# Sleep and Dreams > General Dream Discussion > Dream Interpretation >  >  Soul sucking nightmare

## Celowmon

Hi, my name is kye im 22, female, location California. I am agnostic, but believe in god. A few weeks ago a lady pulled me to the side in the streets of l.a and told me god wanted me back that i had strayed away. For a while now i have felt as if the devils advocate has been trying to get my soul. A man with no face in a black suit with a brief case.  A man i saw while on drugs, inwide of my mind. Now i havent done drugs in years but yet i fear he has not forgotton. Please help me interpret this dream. I woke in tears and couldnt sleep after in fear of either being possessed or loosing my soul. Ive never felt this before and i may sound crazy, but i must know what it means. I am not a dark person nor violent by no means. My purpose is to help others... so the dream confused me.
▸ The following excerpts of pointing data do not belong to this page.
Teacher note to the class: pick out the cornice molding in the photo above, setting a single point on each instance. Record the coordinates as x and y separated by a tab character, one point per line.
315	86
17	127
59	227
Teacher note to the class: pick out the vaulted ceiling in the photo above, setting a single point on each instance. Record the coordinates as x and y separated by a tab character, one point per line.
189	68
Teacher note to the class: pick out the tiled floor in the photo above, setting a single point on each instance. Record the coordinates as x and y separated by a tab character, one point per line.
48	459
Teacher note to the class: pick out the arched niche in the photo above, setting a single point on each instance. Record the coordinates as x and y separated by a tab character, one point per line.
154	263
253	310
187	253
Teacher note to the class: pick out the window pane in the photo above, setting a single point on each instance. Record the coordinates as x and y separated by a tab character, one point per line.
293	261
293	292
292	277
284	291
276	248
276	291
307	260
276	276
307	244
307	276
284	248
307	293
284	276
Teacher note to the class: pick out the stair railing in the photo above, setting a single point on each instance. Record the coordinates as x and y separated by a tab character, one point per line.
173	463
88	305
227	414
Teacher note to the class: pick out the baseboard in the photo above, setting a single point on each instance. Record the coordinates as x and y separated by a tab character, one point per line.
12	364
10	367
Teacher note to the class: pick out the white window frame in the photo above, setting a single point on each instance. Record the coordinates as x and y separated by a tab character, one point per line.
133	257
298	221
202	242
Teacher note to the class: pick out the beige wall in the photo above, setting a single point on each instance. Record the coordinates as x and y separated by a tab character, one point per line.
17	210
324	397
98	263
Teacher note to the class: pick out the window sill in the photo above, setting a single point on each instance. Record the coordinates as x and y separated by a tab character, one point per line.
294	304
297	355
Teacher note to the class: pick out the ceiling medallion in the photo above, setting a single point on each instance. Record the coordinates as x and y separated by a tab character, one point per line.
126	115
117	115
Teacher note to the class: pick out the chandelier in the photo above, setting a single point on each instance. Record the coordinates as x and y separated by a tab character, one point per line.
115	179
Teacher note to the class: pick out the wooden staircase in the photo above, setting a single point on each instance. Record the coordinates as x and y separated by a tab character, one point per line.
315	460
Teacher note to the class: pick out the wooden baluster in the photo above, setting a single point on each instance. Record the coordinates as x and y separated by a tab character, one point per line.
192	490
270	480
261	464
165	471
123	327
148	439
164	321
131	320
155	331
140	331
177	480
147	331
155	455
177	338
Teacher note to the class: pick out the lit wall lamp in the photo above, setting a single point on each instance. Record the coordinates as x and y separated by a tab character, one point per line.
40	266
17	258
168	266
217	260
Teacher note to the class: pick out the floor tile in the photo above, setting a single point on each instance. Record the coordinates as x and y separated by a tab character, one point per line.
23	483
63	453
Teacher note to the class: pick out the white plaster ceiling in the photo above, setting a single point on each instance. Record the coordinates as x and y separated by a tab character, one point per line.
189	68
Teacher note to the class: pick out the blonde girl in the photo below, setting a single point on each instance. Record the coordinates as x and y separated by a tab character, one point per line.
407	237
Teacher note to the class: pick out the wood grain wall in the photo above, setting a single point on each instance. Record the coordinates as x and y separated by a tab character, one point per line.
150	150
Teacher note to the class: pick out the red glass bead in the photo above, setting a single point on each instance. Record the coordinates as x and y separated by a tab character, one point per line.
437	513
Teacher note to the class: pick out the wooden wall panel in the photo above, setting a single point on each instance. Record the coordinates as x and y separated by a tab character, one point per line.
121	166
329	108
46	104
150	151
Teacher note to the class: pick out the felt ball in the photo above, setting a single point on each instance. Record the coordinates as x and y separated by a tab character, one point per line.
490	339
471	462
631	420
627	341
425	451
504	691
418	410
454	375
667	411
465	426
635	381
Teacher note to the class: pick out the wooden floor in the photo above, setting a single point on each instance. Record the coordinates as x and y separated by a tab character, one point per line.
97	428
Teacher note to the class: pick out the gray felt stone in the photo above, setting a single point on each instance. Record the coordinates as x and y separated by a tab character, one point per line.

 The entire dream felt ominous, dark. I remember being in a room on a couch and a dog trying to bite me. I get up and move in the kitchen a ask another guy in the room to pass me the knife in case he bit me again. The dog lunged i stabbed him violently over and over and over. Not like me. The dog was dead. Blood everywhere. Though the thought to me is unsettling in the dream it didnt seem to bother me. I know a girl and a guy where both at the scence until this happened: I heard my phone ring, these details are a bit foggy, i answered it, but heard someone call my name, i turned, these are vividly remembered, a man or figure in a dark cloak pulled halfway down his face his skin gross almost a yellowish or greenish tint pointed teeth was before me & in with seconds at my face, all i hear is a suctioning sound so loud.* He was taking my soul. I knew he was i coulent hardly wake myself and when i did i screamed and tears wouldnt stop. There was a lasting pressure on my chest i was alost breatgless as if someone had literally been sucking the air from my lungs. It was so weird. I was only asleep for an hour it was the most terrifying dream ive ever encountered. I really hope it wasnt real.

----------


## sloth

It wasn't real. Without knowing more about you it would be a guessing game to come up with specific reasoning behind this dream, but it seems to me to be about a person, situation, or a part of yourself that is trying to drag you down, so to speak. The subject of dreams like this are always things that are already threatening your psyche, so it isn't anything new, it isn't anything that you aren't already facing, and I highly doubt that it is an actual entity, such as a demon. It seems as though it is manifesting as such, so it could be a bit of an inner-demon perhaps. 
If he comes back, just tell him I'll come wring his neck.

----------